Re: [PATCH v5 01/15] ui & main loop: Redesign of system-specific main thread event handling

2024-10-31 Thread Akihiko Odaki

On 2024/10/30 5:58, Phil Dennis-Jordan wrote:

macOS's Cocoa event handling must be done on the initial (main) thread
of the process. Furthermore, if library or application code uses
libdispatch, the main dispatch queue must be handling events on the main
thread as well.

So far, this has affected Qemu in both the Cocoa and SDL UIs, although
in different ways: the Cocoa UI replaces the default qemu_main function
with one that spins Qemu's internal main event loop off onto a
background thread. SDL (which uses Cocoa internally) on the other hand
uses a polling approach within Qemu's main event loop. Events are
polled during the SDL UI's dpy_refresh callback, which happens to run
on the main thread by default.

As UIs are mutually exclusive, this works OK as long as nothing else
needs platform-native event handling. In the next patch, a new device is
introduced based on the ParavirtualizedGraphics.framework in macOS.
This uses libdispatch internally, and only works when events are being
handled on the main runloop. With the current system, it works when
using either the Cocoa or the SDL UI. However, it does not when running
headless. Moreover, any attempt to install a similar scheme to the
Cocoa UI's main thread replacement fails when combined with the SDL
UI.

This change tidies up main thread management to be more flexible.

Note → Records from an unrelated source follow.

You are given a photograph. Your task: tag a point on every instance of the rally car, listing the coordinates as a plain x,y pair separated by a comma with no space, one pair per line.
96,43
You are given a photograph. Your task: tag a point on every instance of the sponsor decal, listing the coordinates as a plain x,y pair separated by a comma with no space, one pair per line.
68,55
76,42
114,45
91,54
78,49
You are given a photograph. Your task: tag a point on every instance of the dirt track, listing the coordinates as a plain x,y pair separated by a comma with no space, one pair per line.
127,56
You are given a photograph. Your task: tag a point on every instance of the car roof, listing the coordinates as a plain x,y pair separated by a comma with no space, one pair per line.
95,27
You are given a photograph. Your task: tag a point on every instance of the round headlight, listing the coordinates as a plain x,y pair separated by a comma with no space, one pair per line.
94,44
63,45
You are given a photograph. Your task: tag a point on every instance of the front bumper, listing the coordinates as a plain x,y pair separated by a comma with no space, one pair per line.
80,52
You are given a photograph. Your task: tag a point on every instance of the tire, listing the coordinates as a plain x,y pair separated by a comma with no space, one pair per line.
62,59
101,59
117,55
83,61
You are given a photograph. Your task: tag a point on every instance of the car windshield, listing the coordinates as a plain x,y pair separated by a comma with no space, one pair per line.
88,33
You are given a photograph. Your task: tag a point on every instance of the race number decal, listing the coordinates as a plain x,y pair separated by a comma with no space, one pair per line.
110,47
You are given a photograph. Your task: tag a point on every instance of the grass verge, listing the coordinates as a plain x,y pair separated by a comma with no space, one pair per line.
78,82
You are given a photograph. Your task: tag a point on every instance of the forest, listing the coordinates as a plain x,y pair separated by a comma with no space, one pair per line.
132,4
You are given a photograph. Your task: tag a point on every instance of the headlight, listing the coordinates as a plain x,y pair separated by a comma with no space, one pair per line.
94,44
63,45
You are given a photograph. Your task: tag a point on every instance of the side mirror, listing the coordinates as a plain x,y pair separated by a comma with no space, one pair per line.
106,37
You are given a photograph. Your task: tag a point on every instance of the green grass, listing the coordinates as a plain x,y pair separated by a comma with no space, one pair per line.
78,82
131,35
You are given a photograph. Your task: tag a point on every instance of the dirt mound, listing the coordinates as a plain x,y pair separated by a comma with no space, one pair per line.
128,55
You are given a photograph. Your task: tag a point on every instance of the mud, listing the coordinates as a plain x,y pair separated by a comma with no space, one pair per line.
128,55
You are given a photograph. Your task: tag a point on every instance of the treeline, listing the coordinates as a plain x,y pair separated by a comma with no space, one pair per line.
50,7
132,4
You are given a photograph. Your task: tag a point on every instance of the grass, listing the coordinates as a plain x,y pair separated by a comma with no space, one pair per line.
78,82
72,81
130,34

  * The qemu_main global function pointer is a custom function for the
main thread, and it may now be NULL. When it is, the main thread
runs the main Qemu loop. This represents the traditional setup.
  * When non-null, spawning the main Qemu event loop on a separate
thread is now done centrally rather than inside the Cocoa UI code.
  * For most platforms, qemu_main is indeed NULL by default, but on
Darwin, it defaults to a function that runs the CFRunLoop.
  * The Cocoa UI sets qemu_main to a function which runs the
NSApplication event handling runloop, as is usual for a Cocoa app.
  * The SDL UI overrides the qemu_main function to NULL, thus
specifying that Qemu's main loop must run on the main
thread.
  * For other UIs, or in the absence of UIs, the platform's default
behaviour is followed.

This means that on macOS, the platform's runloop events are always
handled, regardless of chosen UI. The new PV graphics device will
thus work in all configurations. There is no functional change on other
operating systems.

Signed-off-by: Phil Dennis-Jordan 
---

v5:

  * Simplified the way of setting/clearing the main loop by going back
to setting qemu_main directly, but narrowing the scope of what it
needs to do, and it can now be NULL.

  include/qemu-main.h |  3 +--
  include/qemu/typedefs.h |  1 +
  system/main.c   | 56 +++
  ui/cocoa.m  | 58 +++--
  ui/sdl2.c   |  4 +++
  5 files changed, 72 insertions(+), 50 deletions(-)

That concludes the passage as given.